Additionally, during or after her engagement with Eurekly, Rozova engaged in a side venture potentially in competition with it and disclosed confidential information to Crimson Consulting.
Rozova went to work for Crimson - which claims to help get students into top overseas universities - last November, less than a week after the joint venture proposal fell through.
The court summary said those allegations were likely to be denied by Crimson.
However, documents in the case are yet to be made public both because of significant delays by Crimson in filing its defence; and its ongoing bid to keep the case secret.
It is the second time Crimson has employed the court to prevent "damaging" information made public about the way it acts when acquiring smaller competitors - which it has done on a regular basis since 2013.
In the first case, Crimson went all the way to the Court of Appeal to stop media getting access to allegations made against it by another takeover target, UniTutor.
When eventually released - though heavily redacted - the documents showed UniTutor's owner Samantha Berry alleged Crimson broke its agreement with her by failing to issue her shares or pay her share of revenue.
Berry also claimed Crimson failed to commit any resources to the development of UniTutor, and undercut UniTutor by offering its tutors more money to work for Crimson's other businesses instead. The matter was eventually settled and no hearing was held.
In the Eurekly case, statements were due in January 2019, but Crimson and Rozova instead chose to protest the jurisdiction of the High Court to hear the matter, and instead applied for it to be transferred to the Employment Relations Authority.
They also tried to get the case struck out, or stopped temporarily.
A judgement on that application was made in October, but remains suppressed so it is unknown which court will hear the case.
In the meantime, media applications to see the court file were delayed because defence statements were not filed. A judgment by Justice Matthew Palmer made in May said as soon as the statements were filed they should be released.
Crimson filed its defence on November 20, but not before it received a public scolding from Justice Ailsa Duffing for failing to file on time.
"I cannot understand why your case is in such a mess and why you haven't complied with timetable issues," Duffy said, according to a report in the NBR.

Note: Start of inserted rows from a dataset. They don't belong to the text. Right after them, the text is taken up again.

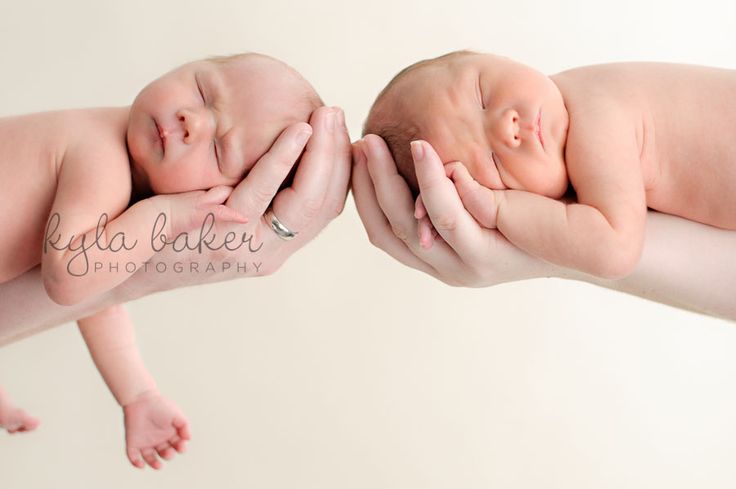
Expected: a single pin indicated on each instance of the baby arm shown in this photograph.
(153, 424)
(601, 235)
(73, 244)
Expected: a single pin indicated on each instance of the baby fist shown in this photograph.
(480, 201)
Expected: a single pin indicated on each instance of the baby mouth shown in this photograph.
(161, 135)
(538, 128)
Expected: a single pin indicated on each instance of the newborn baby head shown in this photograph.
(208, 122)
(504, 121)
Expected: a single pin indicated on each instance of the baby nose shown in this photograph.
(196, 125)
(507, 128)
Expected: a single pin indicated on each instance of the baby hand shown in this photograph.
(153, 424)
(480, 201)
(187, 211)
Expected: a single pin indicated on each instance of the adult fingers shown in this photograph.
(254, 194)
(444, 206)
(477, 199)
(178, 444)
(377, 220)
(297, 205)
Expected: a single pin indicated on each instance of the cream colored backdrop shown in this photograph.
(346, 370)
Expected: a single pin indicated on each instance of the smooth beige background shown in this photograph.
(346, 370)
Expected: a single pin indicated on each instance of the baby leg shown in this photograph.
(14, 419)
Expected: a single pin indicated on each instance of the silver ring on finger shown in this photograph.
(281, 230)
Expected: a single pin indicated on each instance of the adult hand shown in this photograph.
(315, 197)
(468, 254)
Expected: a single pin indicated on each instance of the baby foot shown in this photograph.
(14, 419)
(154, 426)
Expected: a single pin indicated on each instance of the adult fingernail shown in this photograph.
(417, 150)
(302, 137)
(360, 157)
(330, 120)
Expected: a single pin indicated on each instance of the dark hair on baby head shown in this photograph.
(388, 118)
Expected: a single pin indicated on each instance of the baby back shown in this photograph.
(684, 117)
(31, 148)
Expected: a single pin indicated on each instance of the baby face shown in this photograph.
(506, 122)
(207, 123)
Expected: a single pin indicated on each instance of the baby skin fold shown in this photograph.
(565, 166)
(177, 151)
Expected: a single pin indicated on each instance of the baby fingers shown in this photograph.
(477, 199)
(149, 455)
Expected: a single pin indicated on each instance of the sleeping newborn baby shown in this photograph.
(620, 137)
(201, 126)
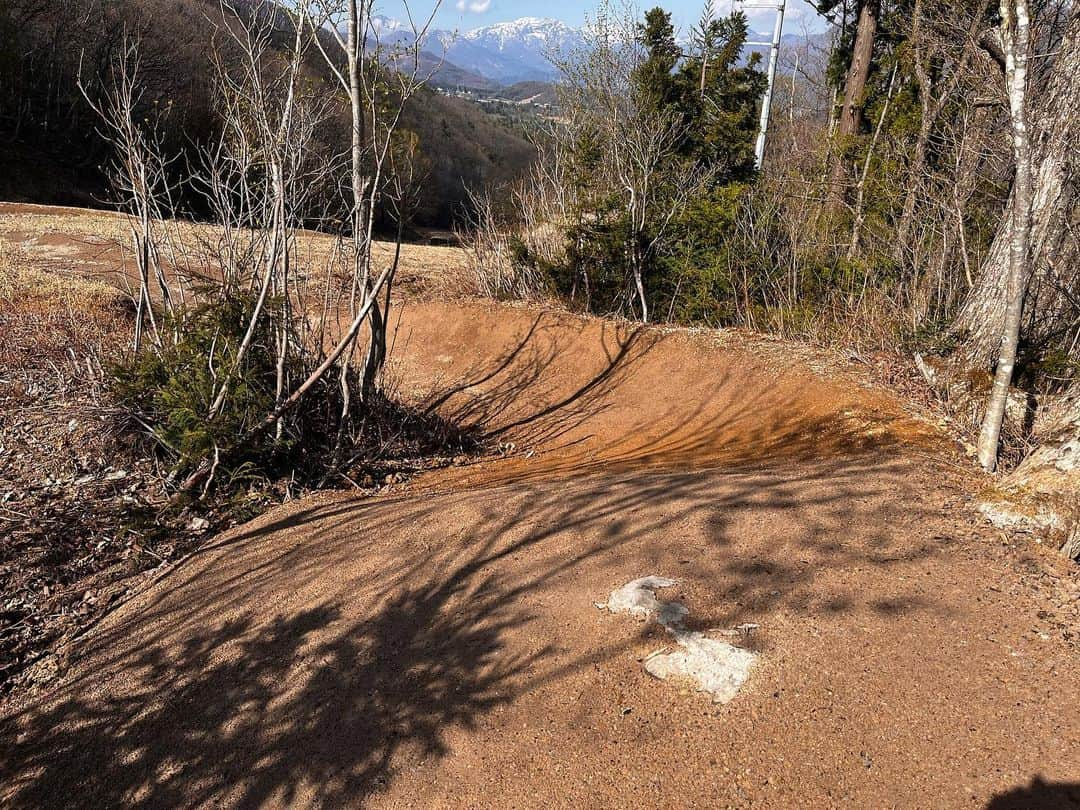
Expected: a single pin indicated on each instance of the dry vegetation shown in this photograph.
(85, 507)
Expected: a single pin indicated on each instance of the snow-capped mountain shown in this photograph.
(503, 53)
(516, 51)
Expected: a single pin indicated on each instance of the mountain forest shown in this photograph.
(625, 415)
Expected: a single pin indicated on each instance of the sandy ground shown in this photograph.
(440, 646)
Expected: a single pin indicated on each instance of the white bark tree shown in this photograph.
(1016, 41)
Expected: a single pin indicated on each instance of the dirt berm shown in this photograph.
(439, 646)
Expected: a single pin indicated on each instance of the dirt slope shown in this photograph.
(439, 646)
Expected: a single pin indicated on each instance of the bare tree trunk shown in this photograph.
(854, 85)
(1055, 217)
(1016, 36)
(1049, 480)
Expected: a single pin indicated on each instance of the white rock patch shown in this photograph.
(716, 666)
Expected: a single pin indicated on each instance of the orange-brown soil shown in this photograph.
(439, 646)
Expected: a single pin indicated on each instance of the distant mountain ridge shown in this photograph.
(511, 53)
(499, 54)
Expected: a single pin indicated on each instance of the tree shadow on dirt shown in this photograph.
(306, 707)
(326, 702)
(313, 655)
(1039, 795)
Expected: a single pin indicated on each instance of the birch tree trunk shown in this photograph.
(1054, 247)
(1051, 475)
(1016, 36)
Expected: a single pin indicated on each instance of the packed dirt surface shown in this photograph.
(440, 646)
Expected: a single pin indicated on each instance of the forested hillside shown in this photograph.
(53, 152)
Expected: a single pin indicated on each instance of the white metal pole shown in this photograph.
(767, 100)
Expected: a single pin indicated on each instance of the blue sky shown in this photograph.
(466, 14)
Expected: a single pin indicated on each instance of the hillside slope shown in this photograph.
(439, 646)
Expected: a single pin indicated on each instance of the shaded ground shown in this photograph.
(439, 646)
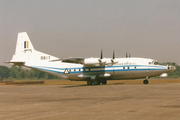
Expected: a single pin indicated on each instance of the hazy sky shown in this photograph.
(81, 28)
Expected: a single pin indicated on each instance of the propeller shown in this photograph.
(126, 55)
(112, 60)
(101, 57)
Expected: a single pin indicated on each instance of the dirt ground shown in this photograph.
(118, 100)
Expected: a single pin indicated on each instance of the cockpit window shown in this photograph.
(155, 62)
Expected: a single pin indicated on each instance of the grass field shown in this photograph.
(68, 82)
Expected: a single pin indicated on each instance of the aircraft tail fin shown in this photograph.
(25, 51)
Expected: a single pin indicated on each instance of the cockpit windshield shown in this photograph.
(154, 63)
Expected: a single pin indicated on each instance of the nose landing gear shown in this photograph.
(145, 82)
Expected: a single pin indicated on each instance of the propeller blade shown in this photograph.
(101, 54)
(113, 55)
(126, 55)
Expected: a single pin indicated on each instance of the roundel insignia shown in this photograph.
(66, 71)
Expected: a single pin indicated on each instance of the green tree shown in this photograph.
(4, 72)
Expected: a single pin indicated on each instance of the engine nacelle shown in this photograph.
(90, 61)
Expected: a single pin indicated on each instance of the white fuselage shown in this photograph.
(124, 68)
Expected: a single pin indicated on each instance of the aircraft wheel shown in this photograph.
(145, 81)
(104, 82)
(89, 82)
(96, 82)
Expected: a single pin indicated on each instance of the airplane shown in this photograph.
(93, 70)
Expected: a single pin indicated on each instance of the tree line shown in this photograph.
(18, 73)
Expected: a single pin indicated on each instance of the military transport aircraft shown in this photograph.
(92, 70)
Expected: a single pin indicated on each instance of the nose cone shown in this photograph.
(172, 68)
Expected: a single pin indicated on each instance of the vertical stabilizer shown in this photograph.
(25, 51)
(23, 44)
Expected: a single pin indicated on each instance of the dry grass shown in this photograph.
(21, 82)
(139, 81)
(68, 82)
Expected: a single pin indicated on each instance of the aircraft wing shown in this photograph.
(87, 61)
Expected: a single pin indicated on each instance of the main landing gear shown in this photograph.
(96, 82)
(146, 81)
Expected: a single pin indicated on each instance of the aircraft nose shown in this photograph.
(172, 68)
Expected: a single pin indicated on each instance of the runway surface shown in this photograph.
(67, 102)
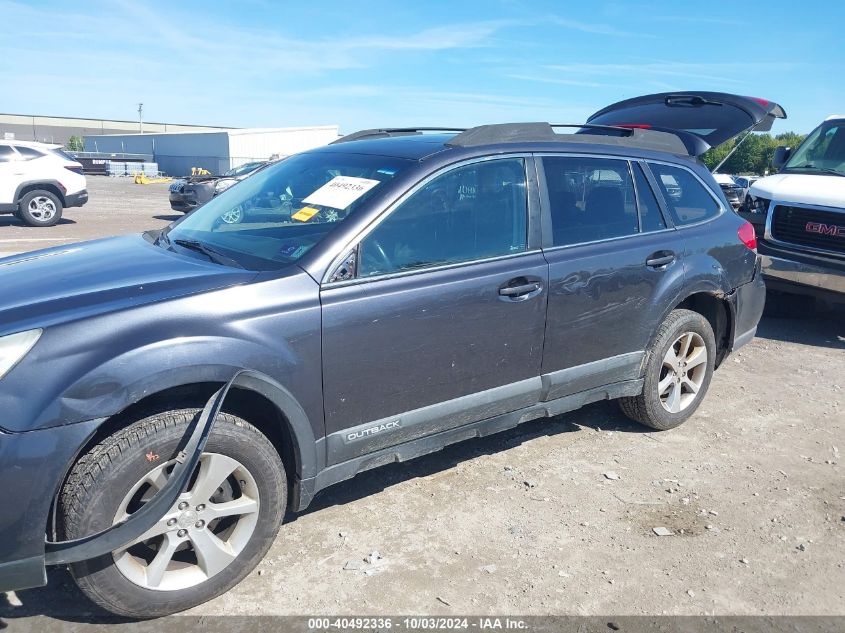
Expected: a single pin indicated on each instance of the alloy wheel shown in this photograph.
(201, 535)
(682, 372)
(42, 208)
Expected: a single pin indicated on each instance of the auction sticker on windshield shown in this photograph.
(341, 191)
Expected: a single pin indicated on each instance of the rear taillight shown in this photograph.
(747, 236)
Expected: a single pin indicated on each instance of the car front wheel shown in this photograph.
(40, 208)
(209, 541)
(679, 367)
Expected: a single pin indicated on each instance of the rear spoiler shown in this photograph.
(700, 119)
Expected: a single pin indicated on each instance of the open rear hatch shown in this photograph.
(701, 119)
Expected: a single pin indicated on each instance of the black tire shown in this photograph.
(25, 214)
(647, 407)
(102, 478)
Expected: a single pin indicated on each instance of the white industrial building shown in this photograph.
(216, 151)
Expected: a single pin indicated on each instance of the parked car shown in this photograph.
(799, 216)
(186, 194)
(427, 288)
(732, 191)
(38, 181)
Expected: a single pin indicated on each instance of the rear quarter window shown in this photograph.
(27, 153)
(687, 199)
(7, 154)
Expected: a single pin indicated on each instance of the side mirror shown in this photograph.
(782, 154)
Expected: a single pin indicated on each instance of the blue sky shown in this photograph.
(260, 63)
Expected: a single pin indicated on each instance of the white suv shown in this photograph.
(38, 180)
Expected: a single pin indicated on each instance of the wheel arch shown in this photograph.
(53, 186)
(714, 305)
(259, 400)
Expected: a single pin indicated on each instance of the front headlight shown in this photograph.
(14, 347)
(222, 185)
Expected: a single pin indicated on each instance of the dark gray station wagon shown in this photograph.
(376, 300)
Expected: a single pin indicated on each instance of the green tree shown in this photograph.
(74, 144)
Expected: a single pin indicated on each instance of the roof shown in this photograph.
(14, 141)
(230, 132)
(418, 144)
(414, 146)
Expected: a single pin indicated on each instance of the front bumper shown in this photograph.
(33, 466)
(812, 273)
(76, 199)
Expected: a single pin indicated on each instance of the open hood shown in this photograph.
(702, 119)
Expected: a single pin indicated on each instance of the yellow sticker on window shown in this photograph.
(305, 214)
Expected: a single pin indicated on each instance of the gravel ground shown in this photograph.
(528, 521)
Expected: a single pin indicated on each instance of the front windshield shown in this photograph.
(274, 217)
(823, 150)
(242, 169)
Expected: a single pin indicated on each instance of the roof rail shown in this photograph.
(393, 131)
(659, 140)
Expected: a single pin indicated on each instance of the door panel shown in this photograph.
(612, 267)
(399, 345)
(604, 302)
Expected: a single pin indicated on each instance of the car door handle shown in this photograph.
(518, 291)
(657, 260)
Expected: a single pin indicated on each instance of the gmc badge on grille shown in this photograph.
(825, 229)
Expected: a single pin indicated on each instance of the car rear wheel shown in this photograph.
(678, 371)
(40, 208)
(211, 539)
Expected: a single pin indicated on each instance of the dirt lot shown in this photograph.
(527, 522)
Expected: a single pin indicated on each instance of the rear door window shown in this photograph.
(687, 198)
(590, 199)
(28, 153)
(7, 154)
(651, 218)
(473, 212)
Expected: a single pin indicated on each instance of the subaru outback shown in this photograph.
(167, 397)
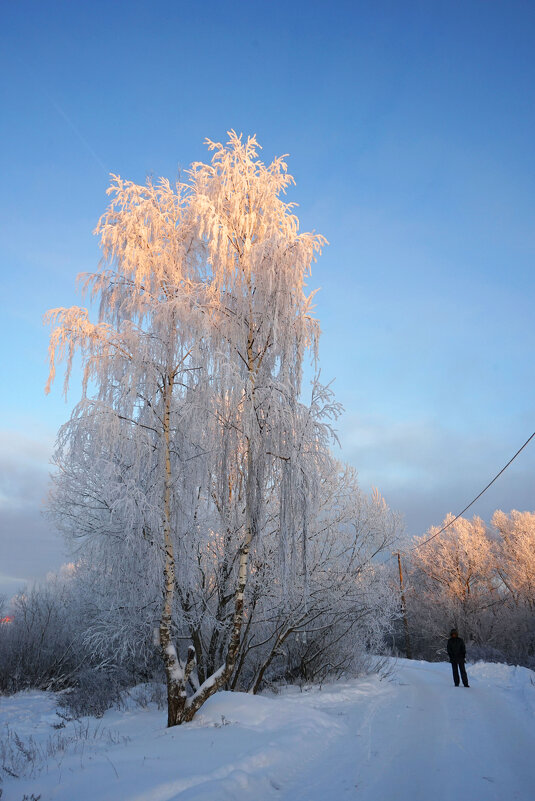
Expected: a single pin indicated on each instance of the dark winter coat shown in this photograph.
(456, 649)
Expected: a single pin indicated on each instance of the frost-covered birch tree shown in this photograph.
(194, 367)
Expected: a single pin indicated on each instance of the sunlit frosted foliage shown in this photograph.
(192, 476)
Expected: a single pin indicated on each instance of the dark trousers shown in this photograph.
(456, 666)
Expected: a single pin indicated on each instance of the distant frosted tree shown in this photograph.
(453, 581)
(196, 360)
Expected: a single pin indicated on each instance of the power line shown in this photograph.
(421, 544)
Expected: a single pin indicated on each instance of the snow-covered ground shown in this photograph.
(411, 736)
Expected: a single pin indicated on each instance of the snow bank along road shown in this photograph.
(411, 736)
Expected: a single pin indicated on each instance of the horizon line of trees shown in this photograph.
(478, 578)
(195, 483)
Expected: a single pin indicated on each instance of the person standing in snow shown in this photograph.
(457, 655)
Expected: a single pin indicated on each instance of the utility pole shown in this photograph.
(408, 650)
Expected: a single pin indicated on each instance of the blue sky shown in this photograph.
(410, 129)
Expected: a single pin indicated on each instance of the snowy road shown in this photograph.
(410, 737)
(429, 740)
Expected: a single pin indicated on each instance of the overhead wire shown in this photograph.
(451, 522)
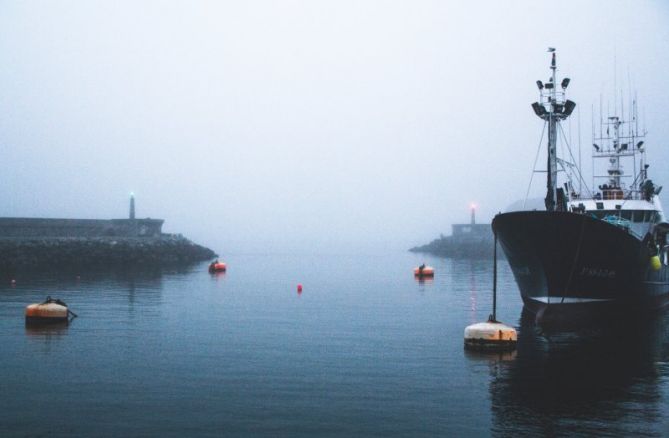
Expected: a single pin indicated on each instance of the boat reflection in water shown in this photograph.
(581, 380)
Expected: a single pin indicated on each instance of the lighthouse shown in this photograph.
(132, 206)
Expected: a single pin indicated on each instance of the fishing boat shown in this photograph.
(592, 250)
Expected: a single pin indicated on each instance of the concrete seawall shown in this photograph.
(97, 252)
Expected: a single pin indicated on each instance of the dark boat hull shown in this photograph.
(570, 265)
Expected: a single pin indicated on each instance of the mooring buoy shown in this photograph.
(50, 311)
(492, 334)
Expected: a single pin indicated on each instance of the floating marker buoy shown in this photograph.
(491, 335)
(50, 311)
(423, 271)
(655, 263)
(217, 266)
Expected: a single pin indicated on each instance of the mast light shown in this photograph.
(569, 107)
(539, 109)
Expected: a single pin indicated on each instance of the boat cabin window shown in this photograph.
(637, 216)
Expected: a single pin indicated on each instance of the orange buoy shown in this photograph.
(423, 271)
(50, 311)
(217, 266)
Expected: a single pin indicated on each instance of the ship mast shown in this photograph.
(553, 108)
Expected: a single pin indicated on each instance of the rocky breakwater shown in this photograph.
(98, 252)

On November 27, The New Zealand Herald and other media requested access to the court file. Crimson objected and was given until December 1 to file papers in response.
On December 2 Crimson applied for a recall of Justice Palmer's judgment saying the documents should be public. A decision is yet to be made on that application.
Both Crimson and Beaton have received significant attention and adulation from the business world since the company's founding.
It has raised millions from heavyweight backers including US billionaires Julian Robertson and Chase Coleman, and Sir Stephen Tindall's K1W1 fund, with its latest fundraising round bringing in $31.5m of new capital.
It recently announced it would start an online Academy, targeting several hundred students studying towards Cambridge exams, NZ Scholarships or entry tests for American universities.
The Academy will be headed by former Auckland Grammar headmaster John Morris.
However, it has also faced criticism, including from a story this week in USA TODAY, which found it may have overstated its success rate, and while it listed global offices in New York, San Francisco, Los Angeles and London, there was no one at those offices and no sign anyone from Crimson had been there.